Darlehenszahlungen nach Trennung / Scheidung

Hallo an alle!
Die Eheleute A und B sind geschieden. Ehepartner A trägt schon immer alleinig die Darlehenskosten für das gemeinsame Anwesen, auch nachdem er bereits ausgezogen war. Ehepartner B gibt an, er habe kein Geld, kann sich somit nicht an den Darlehenskosten beteiligen. Gleiches gilt für den Unterhalt des gemeinsamen Sohnes, auch diesen zahlt er nicht. Zuem bleibt er im noch gemeinsamen Anwesen wohnen. Allerdings verdient er Geld, ohne dies jedoch bei diversen Ämtern ordnungsgemäß zu melden, so stellt es sich zu einem späteren Zeitpunkt heraus. Eines Tages hängt ein Schild an dem gemeinsamen Anwesen „unbekannt verzogen“, die Bank wendet sich nun mehr nur noch an Ehepartner A, ohne Ehepartner B ausfindig zu machen. Ehepartner A entscheidet sich, das gemeinsame Anwesen zu verkaufen und benötigt dazu die Einverständniserklärung des inzwischen geschiedenen Ehepartners B. Angenommen er bekäme diese, muss er die übrigbleibenden Schulden alleine tragen oder wird Ehepartner B mit in die Verantwortung gezogen? Beide stehen gleichermaßen im Grundbuch. In wie weit wird der geflüchtete Ehepartner B ebenfalls zur Kasse gebeten?

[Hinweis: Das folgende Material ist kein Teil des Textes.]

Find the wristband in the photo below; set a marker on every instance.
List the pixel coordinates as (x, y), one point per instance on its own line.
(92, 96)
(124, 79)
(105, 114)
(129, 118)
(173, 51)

Ich verstehe dich so, dass das Darlehen auf beide läuft. Dann kann die Bank nach Belieben den einen oder den anderen Schuldner in Anspruch nehmen. Der Ehepartner, der zahlt, kann den anderen dann ganz oder teilweise in Anspruch nehmen. Hier wird die Sache allerdings recht kompliziert, denn die Höhe des Anspruchs ergibt sich nicht ganz klar aus dem Gesetz, und es sind gewisse Wertungen möglich ("…soweit nicht ein anderes bestimmt ist…", § 426 BGB). Solche Sachen regelt man im wirklichen Leben aber natürlich sowieso über einen Rechtsanwalt.

Hallo!
Ja, das stimmt, das Darlehen läuft auf beide. Die Sache wird auch gerade mit Hilfe einer Anwältin versucht zu klären. Doch was macht man, wenn der andere Ehepartner auf keinerlei Schreiben reagiert? Und inzwischen sogar als „unbekannt verzogen“ gilt?

Dann versucht man, ihn ausfindig zu machen. Notfalls verklagt man ihn und lässt öffentlich zustellen. Ob dann allerdings eine Zwangsvollstreckung möglich ist, stehe mal dahin; dazu muss man ja was Verwertbares finden.

Kurz und gut: Bei der Gesamtschuld, die hier wohl gegeben ist, kann es passieren, dass der eine Ehepartner auf dem ganzen Schaden sitzen bleibt. Aber das sind wirklich Fragen für einen Anwalt (bzw. natürlich auch für eine Anwältin).